Exxon Mobil has been rate AAA by S&P since 1930 according to Bloomberg. Today that ended as the global crude explorer with sales that dwarf the economies of most nations was cut to AA+ (Outlook stable). Having been put on notice in February (negative watch), citing concern that credit measures would remain weak through 2018.
Credit measures will be weak for a AAA rating due, in part, to low commodity prices, high reinvestment requirements and large dividend payments, S&P says.
Maintaining production and replacing reserves will eventually require higher spending, S&P says.
Greatest business challenge is replacing co.’s ongoing production, S&P says.

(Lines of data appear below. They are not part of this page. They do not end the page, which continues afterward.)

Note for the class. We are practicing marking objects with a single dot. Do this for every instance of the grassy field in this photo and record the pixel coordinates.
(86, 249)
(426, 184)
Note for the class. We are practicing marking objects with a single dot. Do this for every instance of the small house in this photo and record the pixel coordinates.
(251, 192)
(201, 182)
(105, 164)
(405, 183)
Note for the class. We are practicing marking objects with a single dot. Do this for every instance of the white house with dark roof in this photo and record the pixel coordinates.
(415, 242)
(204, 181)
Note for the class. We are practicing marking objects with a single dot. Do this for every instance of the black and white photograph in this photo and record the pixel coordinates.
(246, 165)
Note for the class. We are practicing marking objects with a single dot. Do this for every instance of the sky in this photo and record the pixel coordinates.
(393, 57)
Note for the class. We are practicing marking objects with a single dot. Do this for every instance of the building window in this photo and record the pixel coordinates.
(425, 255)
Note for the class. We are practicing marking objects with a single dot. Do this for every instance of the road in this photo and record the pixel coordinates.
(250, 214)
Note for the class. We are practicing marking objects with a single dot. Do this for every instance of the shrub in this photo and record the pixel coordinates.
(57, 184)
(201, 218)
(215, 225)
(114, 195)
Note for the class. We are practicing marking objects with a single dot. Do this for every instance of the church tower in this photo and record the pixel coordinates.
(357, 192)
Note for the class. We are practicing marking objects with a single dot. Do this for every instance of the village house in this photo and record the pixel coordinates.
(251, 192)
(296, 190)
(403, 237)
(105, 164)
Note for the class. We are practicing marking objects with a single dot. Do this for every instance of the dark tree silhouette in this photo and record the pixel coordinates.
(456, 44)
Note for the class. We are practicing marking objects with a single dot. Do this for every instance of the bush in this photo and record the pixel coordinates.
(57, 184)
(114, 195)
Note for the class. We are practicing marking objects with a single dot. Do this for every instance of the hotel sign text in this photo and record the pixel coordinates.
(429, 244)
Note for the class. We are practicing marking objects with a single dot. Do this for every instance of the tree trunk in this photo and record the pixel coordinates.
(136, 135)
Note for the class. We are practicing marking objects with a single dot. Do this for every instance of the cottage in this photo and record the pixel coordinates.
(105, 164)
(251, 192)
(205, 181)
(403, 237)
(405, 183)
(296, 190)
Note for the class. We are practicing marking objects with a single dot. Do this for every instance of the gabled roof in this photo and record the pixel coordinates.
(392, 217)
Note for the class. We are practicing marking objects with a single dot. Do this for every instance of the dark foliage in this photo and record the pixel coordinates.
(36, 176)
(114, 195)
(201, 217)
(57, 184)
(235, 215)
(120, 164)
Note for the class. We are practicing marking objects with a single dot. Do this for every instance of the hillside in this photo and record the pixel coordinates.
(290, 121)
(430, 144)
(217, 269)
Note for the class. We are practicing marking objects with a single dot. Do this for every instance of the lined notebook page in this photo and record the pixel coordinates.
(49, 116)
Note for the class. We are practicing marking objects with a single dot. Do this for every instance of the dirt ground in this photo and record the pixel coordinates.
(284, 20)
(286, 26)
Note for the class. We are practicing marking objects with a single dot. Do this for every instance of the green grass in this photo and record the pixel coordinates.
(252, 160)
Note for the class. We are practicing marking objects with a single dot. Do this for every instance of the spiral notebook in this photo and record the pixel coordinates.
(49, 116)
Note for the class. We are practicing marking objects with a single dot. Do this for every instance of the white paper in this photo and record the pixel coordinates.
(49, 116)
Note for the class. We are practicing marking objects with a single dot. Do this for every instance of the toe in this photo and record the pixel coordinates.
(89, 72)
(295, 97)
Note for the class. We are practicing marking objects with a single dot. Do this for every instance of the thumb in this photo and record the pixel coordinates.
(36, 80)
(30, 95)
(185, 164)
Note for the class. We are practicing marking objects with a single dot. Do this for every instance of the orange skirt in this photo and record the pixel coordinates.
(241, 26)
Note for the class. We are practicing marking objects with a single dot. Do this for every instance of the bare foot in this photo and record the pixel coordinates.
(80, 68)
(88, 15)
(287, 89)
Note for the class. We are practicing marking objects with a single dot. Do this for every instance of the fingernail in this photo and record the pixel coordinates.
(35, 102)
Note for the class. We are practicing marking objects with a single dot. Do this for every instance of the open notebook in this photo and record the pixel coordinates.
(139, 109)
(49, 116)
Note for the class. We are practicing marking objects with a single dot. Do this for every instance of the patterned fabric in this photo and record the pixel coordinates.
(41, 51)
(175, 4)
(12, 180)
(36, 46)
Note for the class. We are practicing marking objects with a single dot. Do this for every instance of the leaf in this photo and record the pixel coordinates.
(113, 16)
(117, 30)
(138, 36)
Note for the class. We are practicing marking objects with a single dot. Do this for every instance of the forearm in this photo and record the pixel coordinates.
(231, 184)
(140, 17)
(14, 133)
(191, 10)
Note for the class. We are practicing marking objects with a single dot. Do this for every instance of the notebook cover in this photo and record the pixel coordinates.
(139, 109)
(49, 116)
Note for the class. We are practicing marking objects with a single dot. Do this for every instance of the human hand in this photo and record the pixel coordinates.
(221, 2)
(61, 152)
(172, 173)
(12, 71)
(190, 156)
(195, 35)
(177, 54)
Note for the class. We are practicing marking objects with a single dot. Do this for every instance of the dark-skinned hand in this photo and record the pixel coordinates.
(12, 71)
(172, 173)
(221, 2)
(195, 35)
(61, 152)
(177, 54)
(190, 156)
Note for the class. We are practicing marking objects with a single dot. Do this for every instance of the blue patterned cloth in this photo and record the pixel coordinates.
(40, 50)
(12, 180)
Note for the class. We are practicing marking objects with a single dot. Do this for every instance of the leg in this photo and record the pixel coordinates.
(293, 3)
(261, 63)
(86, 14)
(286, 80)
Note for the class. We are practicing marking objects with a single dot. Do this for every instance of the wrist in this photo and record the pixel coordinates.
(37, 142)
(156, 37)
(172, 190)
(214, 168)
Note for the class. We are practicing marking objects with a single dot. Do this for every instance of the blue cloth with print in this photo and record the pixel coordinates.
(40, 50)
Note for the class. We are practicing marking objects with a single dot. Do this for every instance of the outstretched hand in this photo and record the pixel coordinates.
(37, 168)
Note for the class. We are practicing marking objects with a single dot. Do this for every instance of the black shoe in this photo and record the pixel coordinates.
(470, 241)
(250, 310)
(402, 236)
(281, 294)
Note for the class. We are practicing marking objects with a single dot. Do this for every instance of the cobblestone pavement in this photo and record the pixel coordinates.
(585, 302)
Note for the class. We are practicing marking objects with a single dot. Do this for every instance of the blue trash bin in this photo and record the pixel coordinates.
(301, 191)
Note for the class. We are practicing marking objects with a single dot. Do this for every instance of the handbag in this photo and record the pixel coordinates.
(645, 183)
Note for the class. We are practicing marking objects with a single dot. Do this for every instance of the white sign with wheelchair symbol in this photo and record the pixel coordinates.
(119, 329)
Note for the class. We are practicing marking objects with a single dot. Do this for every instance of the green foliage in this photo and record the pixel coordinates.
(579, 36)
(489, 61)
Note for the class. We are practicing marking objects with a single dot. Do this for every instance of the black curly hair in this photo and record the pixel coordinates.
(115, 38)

XOM stock is sliding and weighing on The Dow (back below 18,000).
As Bloomberg reports,
The oil-market crash that began in late 2014 has choked crude-producing nations like Nigeria and Venezuela of cash, thrown hundreds of thousands of employees out of work, stalled drilling and pipeline investments around the world and even reverberated into ancillary industries such as steel-making and railroads. Exxon was one of the last holdouts against the wave of credit downgrades that engulfed oil drillers with diminishing prospects of paying debts, dividends and rig fees.
The downgrade will not only raise Exxon’s cost to borrow money but may also erode its status among oil-rich governments as a premier partner with which to do business.
As Exxon Vice President of Investor Relations Jeffrey Woodbury said in February, the company’s AAA rating has been a key selling point when competing for drilling licenses.